Más allá de las represalias políticas encaminadas a fijar las reglas de admisiones, de diversidad o en contra del antisemitismo que denuncia, Trump intenta atacar el corazón mismo del proyecto ilustrado —históricamente protegido del poder político— y la idea de un conocimiento en capacidad de comprender la complejidad del mundo que, para el trumpismo, inicia y termina con la bandera estadounidense.
Al momento del nacimiento de los Estados Unidos de América, Harvard ya tenía 140 años de fundada. A partir del siglo XX, la historia de ese país no puede desligarse, para bien y para mal, de la institución académica más prestigiosa del mundo. Por sus aulas han pasado 161 premios Nobel y ocho presidentes de ese país; han nutrido Silicon Valley y también las corrientes progresistas que hoy definen buena parte de la cultura liberal occidental. Harvard habrá sido una burbuja de privilegio, una maquinaria de élites, pero sin duda ha representado los valores de la meritocracia liberal. Así, Harvard resulta ideal como blanco para el rediseño de una nueva idea de una sociedad circunscrita a la mentalidad de un autócrata. Harvard, además, representa para el trumpismo la élite intelectual que lo excluye, la credencial que no ostenta, la autoridad académica que lo corrige y el epicentro de una zona de los Estados Unidos que no lo vota.
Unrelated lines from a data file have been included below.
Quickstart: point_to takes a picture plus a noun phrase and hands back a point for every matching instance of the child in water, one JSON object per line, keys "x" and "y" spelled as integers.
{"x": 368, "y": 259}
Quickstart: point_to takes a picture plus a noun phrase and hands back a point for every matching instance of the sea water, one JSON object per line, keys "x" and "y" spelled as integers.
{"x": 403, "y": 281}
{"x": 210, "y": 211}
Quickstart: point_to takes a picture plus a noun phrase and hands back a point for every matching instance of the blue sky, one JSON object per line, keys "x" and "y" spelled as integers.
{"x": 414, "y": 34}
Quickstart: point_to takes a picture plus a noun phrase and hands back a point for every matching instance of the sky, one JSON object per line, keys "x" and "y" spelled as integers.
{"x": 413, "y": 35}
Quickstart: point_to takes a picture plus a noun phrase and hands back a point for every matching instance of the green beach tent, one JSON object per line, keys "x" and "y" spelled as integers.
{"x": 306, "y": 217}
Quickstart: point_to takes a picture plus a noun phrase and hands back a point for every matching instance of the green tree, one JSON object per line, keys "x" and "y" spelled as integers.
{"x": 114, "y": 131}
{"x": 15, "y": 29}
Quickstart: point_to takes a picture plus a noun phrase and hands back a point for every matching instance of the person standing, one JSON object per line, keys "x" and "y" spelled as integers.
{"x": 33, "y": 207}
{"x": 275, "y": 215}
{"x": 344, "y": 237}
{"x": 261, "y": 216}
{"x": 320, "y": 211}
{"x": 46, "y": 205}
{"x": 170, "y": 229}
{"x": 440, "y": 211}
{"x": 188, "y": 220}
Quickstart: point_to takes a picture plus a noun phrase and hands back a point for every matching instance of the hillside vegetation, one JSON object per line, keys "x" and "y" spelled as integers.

No obstante la universidad respondió rápidamente con una demanda en la que se señala a la administración de Trump de incurrir en un ataque sin precedentes contra la autonomía universitaria y en una flagrante violación de la primea enmienda, es sorprendente la tímida respuesta de los campus y en general del activismo académico. Los resueltos movimientos estudiantiles en defensa de causas pacifistas e identitarias esta vez no han mostrado un rechazo contundente ante la puesta en riesgo de la autonomía, de la deliberación y de la libertad de pensamiento, todos valores que sustentan la existencia misma de la universidad; de hecho, la semana pasada se celebraron las graduaciones sin ruido distinto al normal. No es el prestigio elitista de un sello —muchas veces arrogante— lo que está en juego, sino todo lo que representa la universidad en las sociedades libres y plurales, en tiempos en los que la consigna precede al argumento populista y efectista. Parecería que ya hay miedo en la sociedad estadounidense.
Con Trump no se inaugura la persecución a la educación superior; la historia está llena de episodios en contra de las universidades. Lo que sí es particular, es el momento en que se da: en una entrevista de 2021, el entonces candidato al Senado J. D. Vance declaró ante la National Conservatism Conference lo siguiente: “Tenemos que atacar honesta y agresivamente a las universidades de este país”. (...) Para reconstruir la nación según los principios del nacionalismo cristiano blanco, las universidades deben ser destruidas. (...) Los profesores son el enemigo”.